I honestly do not know what to say about this book. Except that it was so twisted. I don't even know how to rate it. Some parts were wonderfully written, and Tom Franklin sure knows how to write interesting characters. This is my second book by Tom Franklin, after Crooked Letter, Crooked Letter. I was not expecting this. It was gruesome, like something out of a Quentin Tarantino movie. Including the random fountains of blood and body parts flying everywhere. And the things these people do with glass eyeballs and gigantic facial moles...has no one heard of hygiene? Or decency? Or just not being disgusting?
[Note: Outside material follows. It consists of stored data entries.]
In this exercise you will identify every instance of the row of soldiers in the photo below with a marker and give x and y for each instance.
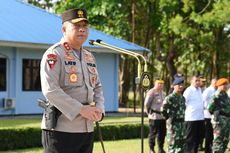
(181, 115)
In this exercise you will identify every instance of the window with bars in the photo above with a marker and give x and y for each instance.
(3, 74)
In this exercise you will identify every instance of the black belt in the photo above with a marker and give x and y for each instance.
(177, 119)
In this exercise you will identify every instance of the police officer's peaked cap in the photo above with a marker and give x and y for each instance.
(221, 82)
(74, 15)
(178, 81)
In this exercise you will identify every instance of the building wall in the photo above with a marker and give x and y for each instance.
(26, 101)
Even after all that, I kept reading because Smonk and Evangeline were the type of characters that you just have to keep reading about. Even if you don't particularly like them. But that's ok because there was no one in this book who was likeable. Not even the children.I liked the humor and obvious *nudge, nudge, wink, wink* that Tom Franklin wrote with. Which reminded me again of Quentin Tarantino. It was absurd and everyone, everyone had a fixation on penises. There were penises everywhere. Not all of them were attached.This isn't a book many people will like, unless they don't mind gruesome and twisted. I thought it was hilarious. Just, please, don't let your mother skim through it! (Sorry mom)
—Amanda

Tom Franklin's got talent to burn -- but "Smonk" turned out to be something I respect more than like.The description led me to anticipate an anarchic satire like Tom Sharpe's "Riotous Assembly". It's nothing of the sort. "Smonk" is a dense Southern Gothic affair that reminds me of Faulkner, and not in the best way. It's not overly long, and it's not given to Faulkner's run-on sentences, but I found it a chore to get through rather than a pleasure. There are gleams of humor, but it's more incidental.Eventually, "Smonk" turns out to be about a bizarre religious cult, and that's not exactly new ground. Franklin does put his own unique spin on it, and his language and imagery can often be dazzling. If I had to compare this to anything else, though, it would be "And the Ass Saw the Angel" by Nick Cave. Franklin doesn't run amok with five-dollar vocabulary words the way Cave did, but the central theme is quite similar, and so is the feeling of an ambitious effort that doesn't match expectations.
—Rory Costello

Here we have a Tom Franklin novel masquerading as a Cormac McCarthy novel, quotation mark-less and spare. It features E.O. Smonk, a one-eyed, goitered, syphilitic, tuberculous killing machine. Also Evavangeline, a fifteen year old, fiery-locked whore prone to biting.But what begins as a McCarthy rip-off grows into so much more, a completely unexpected genre mashup with a rich mythology and twists and turns to boot. I can't even describe what happens without giving it away, but if you read this book, you're in for a crazy ride.